Tom Stanley - Newcastle University

Struggimenti D'Architettura

  • Tom's project was a highly experimental, at times, self-referential exploration of architecture as a conflicted industry. He considered the mechanisms to realise architecture with an incredibly well developed understanding of the socio-political forces required to realise an idea in contemporary practice.
  • Terrific use of abstract mapping, drawings and models to generate an architectural proposition that is simultaneously contextual yet boundless.
  • Excellent use of making and assemblage as a visceral working of architectural production.

Jacob Nicol - Northumbria University

Future Processes from Past Infrastructure

  • Jacob showed a fantastic understanding of the process of Kelp farming, around which his project was based.
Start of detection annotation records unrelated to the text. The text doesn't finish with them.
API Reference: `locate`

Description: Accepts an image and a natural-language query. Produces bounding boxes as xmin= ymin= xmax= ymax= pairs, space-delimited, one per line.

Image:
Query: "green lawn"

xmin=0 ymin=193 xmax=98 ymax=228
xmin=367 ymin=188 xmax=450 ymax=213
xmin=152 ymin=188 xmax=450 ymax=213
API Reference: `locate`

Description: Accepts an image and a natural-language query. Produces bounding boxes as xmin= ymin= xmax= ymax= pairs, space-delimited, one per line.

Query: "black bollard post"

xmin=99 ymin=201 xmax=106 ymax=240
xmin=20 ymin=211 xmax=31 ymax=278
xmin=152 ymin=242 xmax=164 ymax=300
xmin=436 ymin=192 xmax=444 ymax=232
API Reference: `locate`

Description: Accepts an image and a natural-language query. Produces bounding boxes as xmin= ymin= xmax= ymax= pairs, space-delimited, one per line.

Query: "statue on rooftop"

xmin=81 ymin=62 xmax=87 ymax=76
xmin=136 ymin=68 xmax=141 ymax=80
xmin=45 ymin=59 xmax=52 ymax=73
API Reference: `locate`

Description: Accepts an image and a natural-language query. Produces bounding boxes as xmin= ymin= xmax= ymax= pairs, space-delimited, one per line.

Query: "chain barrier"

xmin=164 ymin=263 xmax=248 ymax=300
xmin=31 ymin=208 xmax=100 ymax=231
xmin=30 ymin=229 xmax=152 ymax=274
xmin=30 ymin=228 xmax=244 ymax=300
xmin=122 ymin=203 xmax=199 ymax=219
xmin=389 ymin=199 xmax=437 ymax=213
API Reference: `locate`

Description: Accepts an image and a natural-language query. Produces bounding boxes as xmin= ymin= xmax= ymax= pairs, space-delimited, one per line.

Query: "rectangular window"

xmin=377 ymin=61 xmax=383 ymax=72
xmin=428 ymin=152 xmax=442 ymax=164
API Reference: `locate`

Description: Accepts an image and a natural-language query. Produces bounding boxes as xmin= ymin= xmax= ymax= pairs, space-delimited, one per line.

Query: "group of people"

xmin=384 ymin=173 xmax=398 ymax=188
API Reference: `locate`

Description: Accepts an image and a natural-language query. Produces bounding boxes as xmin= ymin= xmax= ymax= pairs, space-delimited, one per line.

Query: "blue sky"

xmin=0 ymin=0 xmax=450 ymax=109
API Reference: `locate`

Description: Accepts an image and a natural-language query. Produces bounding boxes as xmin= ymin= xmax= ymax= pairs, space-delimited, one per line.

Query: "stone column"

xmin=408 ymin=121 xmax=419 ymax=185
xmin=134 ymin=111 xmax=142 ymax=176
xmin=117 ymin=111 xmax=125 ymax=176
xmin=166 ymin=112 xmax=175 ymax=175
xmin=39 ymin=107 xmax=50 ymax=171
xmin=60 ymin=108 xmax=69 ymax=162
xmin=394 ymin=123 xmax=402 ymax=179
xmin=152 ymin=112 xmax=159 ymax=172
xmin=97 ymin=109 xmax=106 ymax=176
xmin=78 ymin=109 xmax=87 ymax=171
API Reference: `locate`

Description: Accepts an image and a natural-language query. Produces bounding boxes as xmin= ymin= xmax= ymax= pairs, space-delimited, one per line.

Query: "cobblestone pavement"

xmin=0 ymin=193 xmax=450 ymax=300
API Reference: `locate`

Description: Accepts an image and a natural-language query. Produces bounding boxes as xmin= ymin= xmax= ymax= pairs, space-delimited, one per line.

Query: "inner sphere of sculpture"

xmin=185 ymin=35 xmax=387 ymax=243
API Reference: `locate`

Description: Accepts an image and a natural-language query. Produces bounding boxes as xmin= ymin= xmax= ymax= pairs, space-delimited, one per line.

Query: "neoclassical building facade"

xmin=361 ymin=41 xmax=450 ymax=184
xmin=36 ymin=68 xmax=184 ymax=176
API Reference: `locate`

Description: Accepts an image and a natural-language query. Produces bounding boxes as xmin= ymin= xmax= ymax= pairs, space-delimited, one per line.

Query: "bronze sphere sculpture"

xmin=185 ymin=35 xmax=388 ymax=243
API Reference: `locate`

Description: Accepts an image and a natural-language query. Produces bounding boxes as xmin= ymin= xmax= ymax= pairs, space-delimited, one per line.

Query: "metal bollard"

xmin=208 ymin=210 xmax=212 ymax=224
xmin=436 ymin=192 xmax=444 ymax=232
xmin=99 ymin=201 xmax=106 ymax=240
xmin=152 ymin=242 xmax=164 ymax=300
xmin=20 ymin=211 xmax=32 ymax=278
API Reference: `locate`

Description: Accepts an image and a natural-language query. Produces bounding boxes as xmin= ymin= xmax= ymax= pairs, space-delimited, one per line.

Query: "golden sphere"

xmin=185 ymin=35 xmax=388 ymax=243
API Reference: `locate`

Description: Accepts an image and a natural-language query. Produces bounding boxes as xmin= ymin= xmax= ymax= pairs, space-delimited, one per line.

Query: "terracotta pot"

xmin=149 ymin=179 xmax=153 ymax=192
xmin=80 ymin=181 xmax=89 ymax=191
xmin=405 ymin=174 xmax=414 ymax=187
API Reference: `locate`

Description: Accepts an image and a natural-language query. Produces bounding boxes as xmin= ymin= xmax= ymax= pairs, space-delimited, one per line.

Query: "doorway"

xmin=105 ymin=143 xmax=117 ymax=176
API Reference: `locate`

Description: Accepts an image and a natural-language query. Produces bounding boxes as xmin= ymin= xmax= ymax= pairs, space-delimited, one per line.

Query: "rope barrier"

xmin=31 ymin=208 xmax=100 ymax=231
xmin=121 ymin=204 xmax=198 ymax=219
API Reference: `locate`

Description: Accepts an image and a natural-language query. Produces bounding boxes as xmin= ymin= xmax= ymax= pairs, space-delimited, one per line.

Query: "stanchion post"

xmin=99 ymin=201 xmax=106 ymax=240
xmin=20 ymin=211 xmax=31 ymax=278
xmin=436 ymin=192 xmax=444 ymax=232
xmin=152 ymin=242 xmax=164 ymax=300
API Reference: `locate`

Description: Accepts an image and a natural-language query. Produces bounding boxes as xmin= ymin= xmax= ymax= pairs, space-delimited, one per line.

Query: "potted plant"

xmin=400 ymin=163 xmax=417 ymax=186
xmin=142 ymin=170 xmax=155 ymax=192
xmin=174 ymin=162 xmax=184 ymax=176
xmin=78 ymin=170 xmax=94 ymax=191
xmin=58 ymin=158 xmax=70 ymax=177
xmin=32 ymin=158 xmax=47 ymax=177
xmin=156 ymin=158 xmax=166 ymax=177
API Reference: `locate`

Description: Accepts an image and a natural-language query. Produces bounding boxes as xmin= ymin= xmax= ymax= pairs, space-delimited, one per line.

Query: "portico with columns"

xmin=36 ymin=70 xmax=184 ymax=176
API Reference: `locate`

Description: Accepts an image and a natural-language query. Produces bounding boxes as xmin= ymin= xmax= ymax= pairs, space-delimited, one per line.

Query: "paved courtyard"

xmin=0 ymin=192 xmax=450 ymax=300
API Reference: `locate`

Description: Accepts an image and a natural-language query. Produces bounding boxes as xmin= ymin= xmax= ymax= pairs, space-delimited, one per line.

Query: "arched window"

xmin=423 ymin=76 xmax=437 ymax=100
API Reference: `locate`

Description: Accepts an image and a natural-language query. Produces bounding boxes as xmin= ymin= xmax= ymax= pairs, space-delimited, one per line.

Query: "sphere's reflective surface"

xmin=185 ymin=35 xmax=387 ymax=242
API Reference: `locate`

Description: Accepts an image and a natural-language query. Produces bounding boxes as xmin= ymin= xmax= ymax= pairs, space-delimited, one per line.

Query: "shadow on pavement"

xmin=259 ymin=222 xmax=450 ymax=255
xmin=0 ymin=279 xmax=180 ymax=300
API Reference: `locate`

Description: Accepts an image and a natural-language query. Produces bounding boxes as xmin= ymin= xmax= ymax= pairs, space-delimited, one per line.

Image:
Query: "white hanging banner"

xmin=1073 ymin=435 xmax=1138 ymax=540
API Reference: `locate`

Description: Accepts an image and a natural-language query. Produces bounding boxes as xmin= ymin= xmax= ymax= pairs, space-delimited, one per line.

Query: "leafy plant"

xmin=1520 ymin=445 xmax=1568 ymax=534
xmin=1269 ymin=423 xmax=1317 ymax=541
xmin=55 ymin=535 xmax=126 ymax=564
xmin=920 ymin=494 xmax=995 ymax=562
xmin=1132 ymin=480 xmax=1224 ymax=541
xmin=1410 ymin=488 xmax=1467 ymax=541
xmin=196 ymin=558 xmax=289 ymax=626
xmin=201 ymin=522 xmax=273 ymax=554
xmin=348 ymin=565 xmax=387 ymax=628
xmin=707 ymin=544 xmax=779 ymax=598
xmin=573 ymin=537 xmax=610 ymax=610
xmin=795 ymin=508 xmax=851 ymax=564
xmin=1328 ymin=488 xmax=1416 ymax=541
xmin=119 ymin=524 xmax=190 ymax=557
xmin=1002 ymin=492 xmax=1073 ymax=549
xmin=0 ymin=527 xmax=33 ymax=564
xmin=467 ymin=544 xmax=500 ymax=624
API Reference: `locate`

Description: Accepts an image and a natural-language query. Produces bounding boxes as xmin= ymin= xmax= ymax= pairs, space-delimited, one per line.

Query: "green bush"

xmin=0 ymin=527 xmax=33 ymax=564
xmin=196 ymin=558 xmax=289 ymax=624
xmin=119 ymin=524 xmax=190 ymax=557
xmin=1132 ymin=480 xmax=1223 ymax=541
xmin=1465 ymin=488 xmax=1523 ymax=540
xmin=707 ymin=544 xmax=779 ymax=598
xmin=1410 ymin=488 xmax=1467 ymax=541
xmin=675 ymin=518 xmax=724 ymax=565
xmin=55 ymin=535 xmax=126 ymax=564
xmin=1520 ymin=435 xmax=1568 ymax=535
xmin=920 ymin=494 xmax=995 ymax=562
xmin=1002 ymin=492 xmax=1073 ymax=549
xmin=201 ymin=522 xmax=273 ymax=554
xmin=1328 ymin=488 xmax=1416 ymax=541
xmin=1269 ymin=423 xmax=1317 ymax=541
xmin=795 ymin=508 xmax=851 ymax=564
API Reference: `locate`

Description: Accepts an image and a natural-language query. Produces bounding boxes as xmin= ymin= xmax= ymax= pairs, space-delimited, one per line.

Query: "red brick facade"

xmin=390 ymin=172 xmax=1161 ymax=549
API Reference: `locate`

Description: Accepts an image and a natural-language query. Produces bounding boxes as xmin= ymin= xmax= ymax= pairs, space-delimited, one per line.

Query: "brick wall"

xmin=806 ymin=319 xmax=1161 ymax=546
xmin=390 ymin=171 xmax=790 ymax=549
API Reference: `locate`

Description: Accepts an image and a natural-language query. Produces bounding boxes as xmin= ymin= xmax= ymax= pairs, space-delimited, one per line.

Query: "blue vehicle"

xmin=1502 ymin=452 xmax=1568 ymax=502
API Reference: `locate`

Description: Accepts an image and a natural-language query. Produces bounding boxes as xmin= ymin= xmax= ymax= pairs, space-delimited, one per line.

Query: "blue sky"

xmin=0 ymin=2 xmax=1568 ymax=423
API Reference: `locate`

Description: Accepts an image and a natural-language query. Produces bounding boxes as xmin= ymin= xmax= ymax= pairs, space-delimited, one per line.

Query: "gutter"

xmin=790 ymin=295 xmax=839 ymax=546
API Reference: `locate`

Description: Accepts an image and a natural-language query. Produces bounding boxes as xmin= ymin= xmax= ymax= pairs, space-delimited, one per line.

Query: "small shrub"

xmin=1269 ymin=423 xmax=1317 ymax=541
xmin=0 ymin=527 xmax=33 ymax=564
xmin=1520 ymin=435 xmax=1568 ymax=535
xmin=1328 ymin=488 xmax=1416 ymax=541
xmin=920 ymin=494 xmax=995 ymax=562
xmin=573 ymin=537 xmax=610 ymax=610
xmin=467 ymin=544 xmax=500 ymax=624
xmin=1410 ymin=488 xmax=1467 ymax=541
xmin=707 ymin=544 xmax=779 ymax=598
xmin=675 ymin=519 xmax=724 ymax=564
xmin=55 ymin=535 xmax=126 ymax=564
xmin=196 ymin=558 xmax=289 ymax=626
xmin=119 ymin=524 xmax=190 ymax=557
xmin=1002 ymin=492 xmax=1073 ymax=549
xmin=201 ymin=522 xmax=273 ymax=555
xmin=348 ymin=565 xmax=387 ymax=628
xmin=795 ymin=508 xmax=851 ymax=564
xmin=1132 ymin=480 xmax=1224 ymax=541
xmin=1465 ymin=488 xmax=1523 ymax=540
His proposals to reuse oil rigs in an innovative way demonstrated an astute appreciation of the climate crisis as well as an innovative and developed technical understanding
  • Very strong technical and ecological underpinning for the project through material reuse.
  • Excellent brief development of a new industrial process to generate economic growth.
  • Beautiful range of images including hand drawings and photo realistic renders.

Jacob Nicol; Future Processes from Past Infrastructure

Harrison Lowthrop - Northumbria University (winner)

Finding a Balance

  • Harrison demonstrated an ability to work at all scales in a wide range of mediums to develop and subsequently strengthen his ideas. His marriage of traditional craft values and techniques with modern design and fabrication methods ensured his project was considerate and unapologetically forward looking.
  • Material understanding and technical resolution are at a level where the project could begin onsite tomorrow, a remarkable achievement.
  • Harrison’s project became a winning project for us as he demonstrated something that has been lost. With his gentle and sensitive intervention, he could reignite and rejuvenate the small island of Ulva. His project is something that all of the judges could see being realised and be a positive asset to its context and its people.